Bernie arrived not long after, and Trisha produced a curry with all the side dishes. Curry was usually one of Chris’s favourites, but tonight he was distracted: there was too much to think about; it was getting late. And despite the company and concern, he’d felt himself feeling suddenly and strangely dislocated; detached from the reality he’d shared with everyone else – until last Saturday night.
He hadn’t long finished
his coffee when he decided he’d better be heading off. Slipping the sheaf of pages down his shirt front, he said his thank yous and goodbyes, and started home. The last time he’d walked this way, he thought, had been with Judith. So much had happened since then that it all seemed an age away. His footsteps on the pavement were solitary in the late-night calm, but he still wasn’t looking behind him.
As he walked, the knowledge he’d just acquired settled over him, a heavy and unexpected burden. And he found himself recalling Mike Cullen’s words during that first briefing at Lombard: You know, of course, there must be no talking shop outside the office. Even the most casual asides are open to misinterpretation. So, it’s best to say absolutely nothing. Not about clients, not about colleagues, not about anything that you do.
But what if you discovered your client was not only a fraudulent businessman, but one who molested little boys from the Catholic orphanage? What if one of your fellow employees bribed, burgled, and murdered to suppress the truth? What if the one person you knew you could trust – the person who’d first alerted you to all of this – was the last person in the world you should be talking to?
15
Kate Taylor was still furious when she arrived at Lombard on Thursday morning. None of The Ivy’s considerable delectations the night before could compensate for Jim Ritchie’s revelations about North. Her position was intolerable; Mike had to do something about it. Dumping briefcase and handbag in her office, she checked through that morning’s stock exchange announcements before taking the lift up to the fourth floor.

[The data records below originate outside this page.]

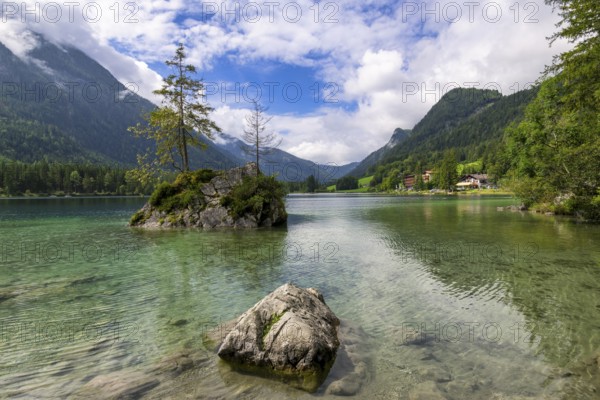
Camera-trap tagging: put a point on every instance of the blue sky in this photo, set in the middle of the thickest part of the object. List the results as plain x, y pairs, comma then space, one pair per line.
338, 76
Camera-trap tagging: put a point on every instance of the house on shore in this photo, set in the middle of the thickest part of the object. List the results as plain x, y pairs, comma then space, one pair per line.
472, 181
410, 181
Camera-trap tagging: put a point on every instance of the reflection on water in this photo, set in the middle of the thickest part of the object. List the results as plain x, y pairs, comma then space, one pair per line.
458, 300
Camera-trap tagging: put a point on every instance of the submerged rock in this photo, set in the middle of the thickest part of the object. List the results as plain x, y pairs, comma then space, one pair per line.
289, 335
202, 199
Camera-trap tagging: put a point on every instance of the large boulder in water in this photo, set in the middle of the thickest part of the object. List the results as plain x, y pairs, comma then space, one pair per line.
291, 334
236, 198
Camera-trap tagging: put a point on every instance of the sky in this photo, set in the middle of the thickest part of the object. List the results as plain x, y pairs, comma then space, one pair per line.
337, 76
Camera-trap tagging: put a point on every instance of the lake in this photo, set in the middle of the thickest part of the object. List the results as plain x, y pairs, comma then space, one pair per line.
474, 302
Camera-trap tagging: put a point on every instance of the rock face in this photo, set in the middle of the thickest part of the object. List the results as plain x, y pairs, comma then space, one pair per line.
291, 335
206, 209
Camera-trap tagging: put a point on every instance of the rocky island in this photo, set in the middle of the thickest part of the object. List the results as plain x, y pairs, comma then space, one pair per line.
236, 198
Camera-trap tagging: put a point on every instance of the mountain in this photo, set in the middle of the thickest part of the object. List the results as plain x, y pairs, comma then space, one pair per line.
58, 104
285, 165
472, 121
399, 136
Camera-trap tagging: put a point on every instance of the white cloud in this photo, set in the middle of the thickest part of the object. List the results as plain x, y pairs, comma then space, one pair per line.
391, 64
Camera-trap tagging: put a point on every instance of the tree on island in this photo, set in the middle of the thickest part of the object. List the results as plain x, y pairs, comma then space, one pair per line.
179, 122
311, 184
261, 142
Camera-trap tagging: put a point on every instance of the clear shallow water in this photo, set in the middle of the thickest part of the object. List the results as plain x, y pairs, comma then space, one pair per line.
485, 304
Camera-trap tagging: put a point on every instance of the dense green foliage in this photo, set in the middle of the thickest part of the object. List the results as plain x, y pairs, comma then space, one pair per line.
446, 175
554, 153
41, 177
346, 183
253, 193
183, 192
468, 122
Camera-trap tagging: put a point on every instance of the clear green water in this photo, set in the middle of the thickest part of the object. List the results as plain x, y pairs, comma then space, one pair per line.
486, 304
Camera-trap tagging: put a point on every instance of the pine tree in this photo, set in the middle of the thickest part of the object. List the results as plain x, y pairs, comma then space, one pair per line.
181, 120
255, 135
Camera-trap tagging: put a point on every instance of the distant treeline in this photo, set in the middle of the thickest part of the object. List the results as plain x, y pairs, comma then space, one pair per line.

Rosa was behind her desk listening to Dictaphone tapes when she arrived. Mike was having a breakfast meeting at the Savoy, she explained, but was expected in by nine. He had a nine-thirty meeting to prepare for, she continued, then, seeing Kate’s expression, she promised to phone down the moment he got in.
Heading back for the lifts, Kate passed Chris’s office. Glancing in, she saw him behind his desk, surrounded by papers. ‘Hard at it?’ she greeted him.